La science progresse grâce à la genèse de données solides (Evidence based Medicine) pour répondre à des questions médicales ou de santé publique. L’intuition des médecins, cliniciens et chercheurs, leur fait élaborer des hypothèses, prendre des paris sur la base de connaissances préliminaires, qui doivent faire l’objet d’une confirmation (ou non) par des essais cliniques avec une méthodologie robuste, avant de généraliser l’utilisation d’un traitement dans une indication précise. Combien de fois l’enthousiasme initial a été « douché » par les résultats d’études conduites sur un plus large échantillon de patients ? Les débats contradictoires entre experts sont donc la règle.
La crise du Covid a changé les règles du jeu : les journaux scientifiques acceptent des publications très vite, avant la revue habituelle par un comité de lecture, afin de contribuer à la diffusion rapide de la connaissance entre les équipes internationales. Les joutes entre experts ont désormais quitté le monde de l’entre soi pour la place publique !

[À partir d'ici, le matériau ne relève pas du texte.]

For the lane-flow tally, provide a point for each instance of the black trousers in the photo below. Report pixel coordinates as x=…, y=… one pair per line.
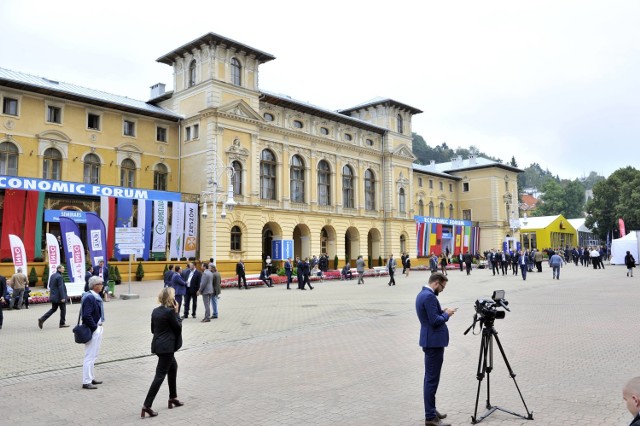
x=54, y=307
x=167, y=366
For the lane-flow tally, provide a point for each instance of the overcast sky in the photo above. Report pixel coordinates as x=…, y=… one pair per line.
x=553, y=82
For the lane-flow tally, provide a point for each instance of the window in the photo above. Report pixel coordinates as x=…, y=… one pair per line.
x=129, y=128
x=369, y=190
x=324, y=184
x=161, y=134
x=10, y=106
x=8, y=159
x=237, y=178
x=92, y=169
x=236, y=72
x=54, y=114
x=93, y=121
x=128, y=173
x=160, y=174
x=402, y=206
x=192, y=73
x=347, y=187
x=267, y=175
x=52, y=164
x=297, y=179
x=236, y=238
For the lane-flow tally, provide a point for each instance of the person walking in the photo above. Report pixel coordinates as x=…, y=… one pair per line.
x=434, y=337
x=92, y=313
x=57, y=297
x=166, y=327
x=360, y=269
x=206, y=290
x=391, y=268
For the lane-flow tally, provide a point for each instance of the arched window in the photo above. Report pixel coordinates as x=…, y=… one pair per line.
x=324, y=184
x=236, y=72
x=369, y=190
x=237, y=178
x=92, y=169
x=52, y=164
x=8, y=159
x=192, y=73
x=297, y=179
x=160, y=174
x=267, y=175
x=236, y=238
x=347, y=187
x=128, y=173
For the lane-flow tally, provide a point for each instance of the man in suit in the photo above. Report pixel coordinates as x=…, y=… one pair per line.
x=58, y=298
x=434, y=337
x=631, y=395
x=241, y=273
x=92, y=310
x=193, y=285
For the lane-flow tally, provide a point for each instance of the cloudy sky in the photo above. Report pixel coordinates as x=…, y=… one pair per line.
x=551, y=82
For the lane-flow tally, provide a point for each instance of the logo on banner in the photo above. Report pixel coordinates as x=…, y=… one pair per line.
x=96, y=240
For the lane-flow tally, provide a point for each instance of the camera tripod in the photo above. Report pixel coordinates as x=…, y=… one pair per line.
x=485, y=366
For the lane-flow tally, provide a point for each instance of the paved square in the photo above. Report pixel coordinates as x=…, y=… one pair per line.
x=341, y=354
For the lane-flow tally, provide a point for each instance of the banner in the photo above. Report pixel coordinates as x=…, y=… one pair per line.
x=76, y=261
x=160, y=222
x=18, y=253
x=177, y=230
x=53, y=252
x=69, y=229
x=96, y=239
x=190, y=230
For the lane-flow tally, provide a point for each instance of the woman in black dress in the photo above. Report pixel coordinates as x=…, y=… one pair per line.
x=166, y=327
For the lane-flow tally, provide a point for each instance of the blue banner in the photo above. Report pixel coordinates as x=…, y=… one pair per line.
x=96, y=239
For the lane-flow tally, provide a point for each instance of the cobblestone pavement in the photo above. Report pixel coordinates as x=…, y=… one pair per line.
x=342, y=354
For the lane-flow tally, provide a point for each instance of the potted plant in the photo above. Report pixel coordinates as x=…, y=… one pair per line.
x=139, y=272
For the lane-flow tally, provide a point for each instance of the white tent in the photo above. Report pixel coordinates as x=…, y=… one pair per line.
x=620, y=247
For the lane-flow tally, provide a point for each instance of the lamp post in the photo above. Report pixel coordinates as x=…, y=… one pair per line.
x=216, y=196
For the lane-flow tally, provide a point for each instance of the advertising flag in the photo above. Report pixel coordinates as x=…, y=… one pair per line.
x=18, y=253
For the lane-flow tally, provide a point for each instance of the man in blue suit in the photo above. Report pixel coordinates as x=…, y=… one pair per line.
x=434, y=337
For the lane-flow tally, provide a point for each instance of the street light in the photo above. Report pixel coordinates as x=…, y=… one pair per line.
x=215, y=196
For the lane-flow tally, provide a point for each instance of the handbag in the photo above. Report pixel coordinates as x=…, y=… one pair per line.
x=81, y=332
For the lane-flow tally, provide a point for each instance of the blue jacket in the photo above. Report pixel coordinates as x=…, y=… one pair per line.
x=433, y=321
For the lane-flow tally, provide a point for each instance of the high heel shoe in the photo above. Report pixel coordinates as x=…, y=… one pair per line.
x=149, y=411
x=174, y=402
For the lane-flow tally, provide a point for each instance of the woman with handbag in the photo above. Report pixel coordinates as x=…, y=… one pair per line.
x=166, y=327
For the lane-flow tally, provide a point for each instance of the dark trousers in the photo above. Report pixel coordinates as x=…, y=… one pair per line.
x=167, y=365
x=190, y=299
x=433, y=358
x=54, y=307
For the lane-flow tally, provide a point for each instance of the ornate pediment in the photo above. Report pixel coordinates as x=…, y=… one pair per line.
x=241, y=109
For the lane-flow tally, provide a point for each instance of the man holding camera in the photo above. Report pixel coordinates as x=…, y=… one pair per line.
x=434, y=337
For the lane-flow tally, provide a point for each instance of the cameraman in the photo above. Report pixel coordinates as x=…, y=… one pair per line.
x=434, y=337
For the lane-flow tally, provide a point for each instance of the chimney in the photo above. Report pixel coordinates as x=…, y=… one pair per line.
x=157, y=90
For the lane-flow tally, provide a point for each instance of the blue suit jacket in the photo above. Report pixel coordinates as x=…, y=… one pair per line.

Il en est ainsi pour trois traitements potentiels de l’infection à Covid 19, en cours d’étude, qui déclenchent les passions : (1) le remdesivir, traitement antiviral d’un laboratoire américain, autorisé par la FDA sur la foi d’un essai positif, alors qu’une étude chinoise publiée dans le Lancet n’était pas concluante, (2) bien entendu, la fameuse hydroxychloroquine défendue par le Pr Didier Raoult sur la base d’études observationnelles jugées insuffisantes par le monde académique et, (3) le tocilizumab, anticorps monoclonal d’un laboratoire suisse, qui a fait l’objet d’une communication, de la part de l’AP-HP, de premiers résultats prometteurs, qui a été jugée comme précipitée et a déclenché la démission du comité d’experts internationaux supervisant l’étude,
La Directrice adjointe de l’Institut Pierre-Louis d’épidémiologie et de santé publique de Paris, Dominique Costagliola livre, sans fard, son analyse de cette situation dans les colonnes du Figaro du 8 mai : « Dans le premier cas, c’est un laboratoire aux pratiques de lobbying agressives dans un contexte géopolitique particulier (un médicament américain et une année électorale aux États-Unis); dans le deuxième les intuitions « géniales » d’un professeur ne reposant sur aucune donnée; et le troisième, un défaut de gouvernance dans la gestion de l’essai par l’AP-HP qui a conduit les investigateurs, qui se rêvaient peut-être déjà en sauveurs du monde à communiquer de manière prématurée.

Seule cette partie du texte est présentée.